No dia 17 de junho de 2008, por volta de meia noite e meia, o denunciado encontrava-se no fumódromo do hospital, quando conheceu a jovem, que estava no local, como acompanhante de uma paciente. Os dois iniciaram, na mesma noite, um relacionamento amoroso. Já de madrugada, ele conseguiu convencê-la a subir ao seu alojamento, para manterem relações sexuais.
Por esse motivo, já se configuraria o crime de libidinagem em local sob a administração militar. Mas além disso, o denunciado, que é soropositivo desde 2000 e tomou conhecimento desse fato no ano seguinte, convenceu a vítima a manter relações sexuais, sem preservativo, e ainda, quando questionado por ela, mentiu sobre o seu estado de saúde.

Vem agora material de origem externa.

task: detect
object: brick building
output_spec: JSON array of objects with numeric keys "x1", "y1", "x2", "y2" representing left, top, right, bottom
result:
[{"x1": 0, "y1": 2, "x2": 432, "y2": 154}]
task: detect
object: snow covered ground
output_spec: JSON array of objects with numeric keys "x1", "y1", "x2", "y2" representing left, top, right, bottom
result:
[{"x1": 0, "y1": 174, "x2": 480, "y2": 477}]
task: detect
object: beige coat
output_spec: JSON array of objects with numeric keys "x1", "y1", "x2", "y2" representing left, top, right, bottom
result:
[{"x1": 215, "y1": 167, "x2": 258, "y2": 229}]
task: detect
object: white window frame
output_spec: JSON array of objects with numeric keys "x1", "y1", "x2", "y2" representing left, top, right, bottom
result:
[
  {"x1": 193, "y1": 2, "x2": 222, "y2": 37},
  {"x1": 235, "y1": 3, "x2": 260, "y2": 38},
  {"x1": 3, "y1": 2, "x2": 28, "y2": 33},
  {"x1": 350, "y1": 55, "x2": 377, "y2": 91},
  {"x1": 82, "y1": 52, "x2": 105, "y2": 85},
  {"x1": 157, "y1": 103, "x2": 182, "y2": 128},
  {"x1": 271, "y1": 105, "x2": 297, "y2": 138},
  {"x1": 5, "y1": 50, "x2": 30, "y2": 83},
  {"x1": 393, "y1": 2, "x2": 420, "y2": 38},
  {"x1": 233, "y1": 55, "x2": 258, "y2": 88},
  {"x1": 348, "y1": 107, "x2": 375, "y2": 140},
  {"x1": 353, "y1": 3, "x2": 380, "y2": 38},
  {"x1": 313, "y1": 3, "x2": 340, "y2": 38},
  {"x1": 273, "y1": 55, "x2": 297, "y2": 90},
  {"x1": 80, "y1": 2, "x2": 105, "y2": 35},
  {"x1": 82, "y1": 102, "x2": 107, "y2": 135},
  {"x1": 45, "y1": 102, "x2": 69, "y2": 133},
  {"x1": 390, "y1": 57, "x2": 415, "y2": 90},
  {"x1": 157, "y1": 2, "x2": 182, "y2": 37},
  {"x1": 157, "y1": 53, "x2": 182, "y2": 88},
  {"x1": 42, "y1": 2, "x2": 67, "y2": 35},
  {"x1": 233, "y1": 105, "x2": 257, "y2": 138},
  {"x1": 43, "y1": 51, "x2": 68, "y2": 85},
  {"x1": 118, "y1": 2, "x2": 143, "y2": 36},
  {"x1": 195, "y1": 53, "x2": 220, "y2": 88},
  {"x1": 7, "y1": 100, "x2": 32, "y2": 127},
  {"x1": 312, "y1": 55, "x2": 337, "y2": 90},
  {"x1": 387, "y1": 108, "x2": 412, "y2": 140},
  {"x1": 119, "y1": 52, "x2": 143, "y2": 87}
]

Ao insistir com a jovem sobre o não uso do preservativo, sabendo-se portador do vírus HIV, o denunciado mostrou-se indiferente à possibilidade de transmissão de enfermidade incurável. Portanto, ele agiu com dolo eventual em relação ao contágio, assumindo, com sua conduta, o risco de produzi-lo, o que só não ocorreu por motivos absolutamente alheios à sua vontade.
A jovem não contraiu o vírus, como ficou comprovado pelos exames. Por esse motivo, o representante do MPM denunciou o crime como lesão corporal grave, na forma tentada, ou seja, mesmo o denunciado incorrendo no risco de infectar a vítima, o fato não se confirmou.
Diante dos acontecimentos, o Ministério Público Militar requereu o recebimento da denúncia pela prática dos crimes previstos nos artigos 209, § 2º (lesão corporal grave), na forma tentada (artigo 30, inciso II do mesmo diploma legal), e 235 (ato de libidinagem), todos do Código Penal Militar.